First Daughter – Leila
Surviving the first month as a new mom…
After 12 hours of labor, our little Leila was born at 20:11 on the 20th of December 2016.
I remember feeling completely overwhelmed and overcome with love and excitement when I held her in my arms for the first time. It had been an extremely long, challenging 9 months of pregnancy, but she was finally here and she was perfect. She was so tiny and she was so beautiful with a mop of dark hair on her head. I hugged her and whispered softly into her ear “mommy loves you”.
As we drove home from the hospital, I just sat there, in the back of the car, staring at this beautiful little thing that we had created. We were finally taking her home after spending 2 days in the hospital. We were finally going to have her in our home and we were finally going to be starting our life as a family of 3.
This was just over a month ago…
The first few days at home were an absolute blur, Leila cried non-stop and I found myself shedding a few tears too. I also found myself searching for some kind of instruction book that I’m sure the hospital forgot to give me; don’t babies come with instructions? How do they expect you just to know what to do? Here I was with this tiny little floppy-necked human and I was responsible for her. I had never changed a diaper in my life and I had never bathed a baby, I didn’t know how to get rid of her winds and I certainly had no idea what to do when she pulled her little legs up to her stomach and screamed so loud that her whole face turned red. Here I was just holding this little human that I had grown inside my belly, wishing more than anything I could put her back inside where she would be safe. I felt useless and didn’t know how I was going to cope.
For the first week, she slept on my chest all day and all night. I was so scared to put her down in case she stopped breathing. Eventually, when I did put her down I would check on her every 2 minutes (This is absolutely normal). I spent the nights on the couch in the sitting room with her cuddled on my chest, trying to keep her warm and safe. When she cried, I felt like I was failing and many of the nights I cried with her wondering if I was ready to be a mom; these nights I was so grateful for my husband as he kept me sane and kept reassuring me that I was doing a good job and that the crying was totally normal.
By the second week, things had calmed down a bit, I attempted to put her in co-sleeper at night, where she would sleep for 15min then wake up screaming, so eventually, I put her in the bed next to me where she slept peacefully for a few hours. This was better; however, I was still not getting enough sleep for the fear of rolling over on top her and squishing her while I slept or smothering her with the blankets. I would wake up with panic attacks searching the bed for her frantically when she was lying right next to me.
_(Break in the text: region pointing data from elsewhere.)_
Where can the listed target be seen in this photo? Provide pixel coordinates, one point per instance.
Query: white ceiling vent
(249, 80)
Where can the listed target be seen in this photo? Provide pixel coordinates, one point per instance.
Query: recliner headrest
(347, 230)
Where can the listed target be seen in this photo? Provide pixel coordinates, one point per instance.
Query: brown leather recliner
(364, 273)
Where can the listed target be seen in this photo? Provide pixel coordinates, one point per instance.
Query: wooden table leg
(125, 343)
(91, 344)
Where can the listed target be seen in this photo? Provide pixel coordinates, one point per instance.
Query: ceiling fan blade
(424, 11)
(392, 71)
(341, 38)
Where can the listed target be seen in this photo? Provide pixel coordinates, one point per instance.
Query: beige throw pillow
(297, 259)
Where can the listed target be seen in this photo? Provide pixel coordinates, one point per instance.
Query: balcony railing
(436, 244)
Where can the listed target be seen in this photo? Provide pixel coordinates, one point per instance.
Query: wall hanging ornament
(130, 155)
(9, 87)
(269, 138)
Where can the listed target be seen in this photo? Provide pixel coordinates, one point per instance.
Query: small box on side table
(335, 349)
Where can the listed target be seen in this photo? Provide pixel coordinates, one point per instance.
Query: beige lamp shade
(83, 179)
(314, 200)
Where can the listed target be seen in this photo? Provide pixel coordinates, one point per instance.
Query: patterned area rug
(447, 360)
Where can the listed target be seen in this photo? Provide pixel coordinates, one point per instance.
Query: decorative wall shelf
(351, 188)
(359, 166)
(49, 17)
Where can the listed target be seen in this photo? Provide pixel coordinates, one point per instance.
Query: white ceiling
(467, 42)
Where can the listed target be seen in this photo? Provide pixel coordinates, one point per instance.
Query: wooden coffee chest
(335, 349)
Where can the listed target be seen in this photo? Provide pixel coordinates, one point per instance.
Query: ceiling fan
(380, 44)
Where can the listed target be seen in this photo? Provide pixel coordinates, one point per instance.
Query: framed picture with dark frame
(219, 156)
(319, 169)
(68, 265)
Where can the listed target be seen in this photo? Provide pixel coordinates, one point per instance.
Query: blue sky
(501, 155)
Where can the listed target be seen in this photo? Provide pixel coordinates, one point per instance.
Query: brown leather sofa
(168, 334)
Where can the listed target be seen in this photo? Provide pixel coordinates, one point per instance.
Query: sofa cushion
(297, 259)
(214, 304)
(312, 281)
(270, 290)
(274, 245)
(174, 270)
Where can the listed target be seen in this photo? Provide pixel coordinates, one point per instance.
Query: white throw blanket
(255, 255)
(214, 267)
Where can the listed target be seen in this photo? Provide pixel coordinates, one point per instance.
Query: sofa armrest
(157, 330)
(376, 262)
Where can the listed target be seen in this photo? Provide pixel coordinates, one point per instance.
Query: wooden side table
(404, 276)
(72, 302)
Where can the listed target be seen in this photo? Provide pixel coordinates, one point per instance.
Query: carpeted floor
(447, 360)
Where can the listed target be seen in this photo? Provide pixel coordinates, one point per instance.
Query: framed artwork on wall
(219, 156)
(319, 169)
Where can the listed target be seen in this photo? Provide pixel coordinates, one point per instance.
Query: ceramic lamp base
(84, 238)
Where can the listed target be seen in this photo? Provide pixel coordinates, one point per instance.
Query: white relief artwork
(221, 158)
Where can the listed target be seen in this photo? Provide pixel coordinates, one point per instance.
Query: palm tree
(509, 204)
I had always said that when I have a baby, I would make noise around them when they sleep so that they could get used to sleeping with noise, however, when its 2am and you have been trying to get baby to sleep for 6 hours, if anyone dared to even whisper too loudly around her I would give them the death stare.
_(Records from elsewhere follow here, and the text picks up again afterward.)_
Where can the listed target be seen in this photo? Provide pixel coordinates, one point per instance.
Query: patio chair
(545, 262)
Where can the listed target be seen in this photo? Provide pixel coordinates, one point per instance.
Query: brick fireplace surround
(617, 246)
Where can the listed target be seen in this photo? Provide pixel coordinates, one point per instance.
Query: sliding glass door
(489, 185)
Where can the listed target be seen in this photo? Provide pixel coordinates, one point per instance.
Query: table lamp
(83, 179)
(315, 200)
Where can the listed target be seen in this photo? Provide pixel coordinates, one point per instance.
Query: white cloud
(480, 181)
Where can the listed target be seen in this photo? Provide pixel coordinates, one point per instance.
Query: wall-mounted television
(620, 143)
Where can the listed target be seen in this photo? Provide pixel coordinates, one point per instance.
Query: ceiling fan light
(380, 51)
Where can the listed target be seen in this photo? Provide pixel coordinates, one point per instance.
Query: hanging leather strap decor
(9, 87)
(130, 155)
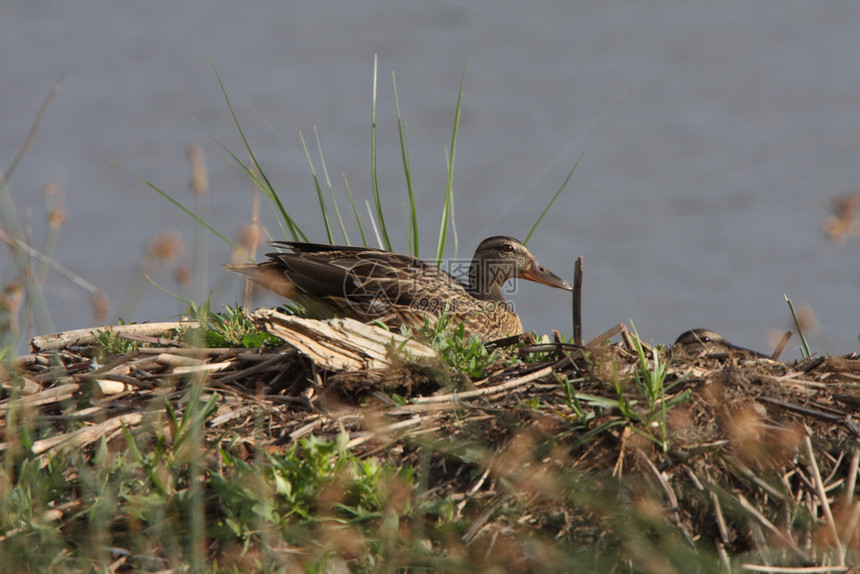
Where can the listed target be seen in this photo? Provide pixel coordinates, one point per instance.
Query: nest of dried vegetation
(760, 458)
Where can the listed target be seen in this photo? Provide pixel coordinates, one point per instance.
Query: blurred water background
(699, 200)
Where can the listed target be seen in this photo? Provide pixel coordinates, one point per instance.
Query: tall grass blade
(412, 215)
(376, 198)
(177, 204)
(253, 174)
(334, 196)
(319, 191)
(807, 352)
(267, 185)
(447, 205)
(355, 211)
(554, 197)
(373, 224)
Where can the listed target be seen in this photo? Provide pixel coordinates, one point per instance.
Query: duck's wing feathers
(365, 282)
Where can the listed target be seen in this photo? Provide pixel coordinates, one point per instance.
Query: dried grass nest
(762, 456)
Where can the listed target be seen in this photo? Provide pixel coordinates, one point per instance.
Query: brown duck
(372, 285)
(697, 342)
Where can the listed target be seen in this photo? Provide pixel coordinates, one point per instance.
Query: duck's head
(500, 258)
(697, 342)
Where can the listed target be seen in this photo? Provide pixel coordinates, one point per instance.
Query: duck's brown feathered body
(373, 285)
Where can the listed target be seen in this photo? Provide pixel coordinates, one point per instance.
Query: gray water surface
(699, 200)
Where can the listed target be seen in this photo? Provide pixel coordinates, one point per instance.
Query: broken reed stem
(577, 301)
(822, 496)
(511, 384)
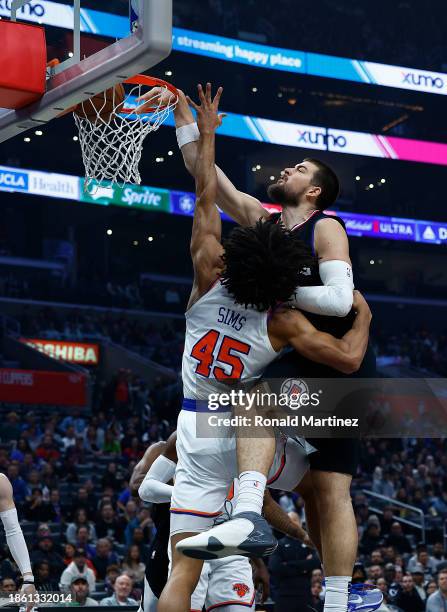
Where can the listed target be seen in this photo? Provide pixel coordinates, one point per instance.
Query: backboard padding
(138, 52)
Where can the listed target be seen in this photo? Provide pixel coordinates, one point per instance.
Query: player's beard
(280, 195)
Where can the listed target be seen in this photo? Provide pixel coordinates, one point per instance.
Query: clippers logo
(13, 180)
(322, 139)
(422, 80)
(241, 589)
(32, 9)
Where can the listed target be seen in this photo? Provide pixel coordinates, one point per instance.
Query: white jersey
(223, 341)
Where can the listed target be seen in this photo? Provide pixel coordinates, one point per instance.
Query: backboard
(81, 76)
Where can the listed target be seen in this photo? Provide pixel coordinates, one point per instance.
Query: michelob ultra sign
(73, 352)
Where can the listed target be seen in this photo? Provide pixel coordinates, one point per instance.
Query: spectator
(19, 487)
(45, 551)
(386, 520)
(372, 538)
(408, 598)
(438, 552)
(83, 541)
(121, 590)
(55, 505)
(419, 581)
(438, 600)
(112, 573)
(84, 500)
(108, 525)
(423, 559)
(69, 440)
(80, 520)
(36, 509)
(317, 603)
(78, 567)
(80, 592)
(8, 585)
(11, 429)
(110, 478)
(69, 553)
(398, 540)
(290, 567)
(432, 587)
(132, 564)
(103, 557)
(47, 450)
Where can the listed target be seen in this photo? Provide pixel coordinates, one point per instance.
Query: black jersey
(158, 564)
(294, 364)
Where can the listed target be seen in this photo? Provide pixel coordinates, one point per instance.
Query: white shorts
(224, 582)
(206, 470)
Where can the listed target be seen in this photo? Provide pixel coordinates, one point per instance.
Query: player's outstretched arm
(206, 248)
(344, 354)
(14, 535)
(335, 297)
(154, 487)
(142, 467)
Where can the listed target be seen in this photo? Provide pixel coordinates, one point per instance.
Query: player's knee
(331, 488)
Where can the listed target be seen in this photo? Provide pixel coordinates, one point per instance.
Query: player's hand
(360, 304)
(28, 589)
(261, 578)
(208, 119)
(307, 541)
(157, 96)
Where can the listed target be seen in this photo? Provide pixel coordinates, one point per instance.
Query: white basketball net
(112, 147)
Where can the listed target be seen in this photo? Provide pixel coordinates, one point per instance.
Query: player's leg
(306, 490)
(247, 533)
(255, 453)
(185, 574)
(338, 531)
(149, 601)
(230, 585)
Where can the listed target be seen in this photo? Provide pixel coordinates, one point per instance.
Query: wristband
(187, 133)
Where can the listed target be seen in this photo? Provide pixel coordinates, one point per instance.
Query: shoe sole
(214, 549)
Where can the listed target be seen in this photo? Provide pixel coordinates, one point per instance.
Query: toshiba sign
(74, 352)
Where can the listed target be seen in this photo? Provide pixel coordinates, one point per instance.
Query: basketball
(104, 105)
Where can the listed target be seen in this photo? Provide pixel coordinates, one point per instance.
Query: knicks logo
(241, 589)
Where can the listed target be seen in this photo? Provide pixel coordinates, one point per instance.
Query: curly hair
(262, 264)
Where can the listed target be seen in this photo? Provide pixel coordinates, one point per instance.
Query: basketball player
(15, 539)
(222, 581)
(257, 268)
(157, 566)
(305, 191)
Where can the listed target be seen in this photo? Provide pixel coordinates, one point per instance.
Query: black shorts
(340, 455)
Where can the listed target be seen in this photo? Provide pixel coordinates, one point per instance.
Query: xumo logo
(294, 388)
(423, 80)
(31, 9)
(322, 139)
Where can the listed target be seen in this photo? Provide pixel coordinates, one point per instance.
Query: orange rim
(148, 81)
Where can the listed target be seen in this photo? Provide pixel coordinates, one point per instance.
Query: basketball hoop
(111, 134)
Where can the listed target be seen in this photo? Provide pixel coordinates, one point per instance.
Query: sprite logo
(130, 196)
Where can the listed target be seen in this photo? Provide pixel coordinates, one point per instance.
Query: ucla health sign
(153, 199)
(13, 180)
You hear about new parents being extremely tired, but it’s strange how mothers have this mysterious way coping on only 2-3 hours of sleep a night. However, by week 3, the lack of sleep was totally catching up with me. My whole body hurt, I was extremely grumpy and angry with the world and I knew that my husband was going back to work soon and that I would be alone with the baby all day long. I had to find a way to get her out of my arms and comfortable sleeping in her bassinet. It took many attempts of putting her down and picking her up, hours and hours, but I never gave up and eventually, she learned that that’s where she should sleep and I was a very happy mommy.
We were finally establishing a routine by the fourth week. I had a daily planned schedule for her where she would feed, bath and nap at the same time every day. We continued this for a week until she was settled. This well-planned routine had a very nice reward for me… By week five she was sleeping a full 6 hours at night (YAY!!!).
Now that we are settling into everyday life, things are becoming a lot easier. In the past month, I have been pooped on, wee’d on and vomited on more time than I can even count. I know that there will still be many challenges and obstacles to overcome, but I love being a mom and my daughter completes my life. She brings me so much joy on a daily basis and I love seeing her little personality develop as she grows and reaches her milestones.
Final Words: Motherhood is not for sissies!!!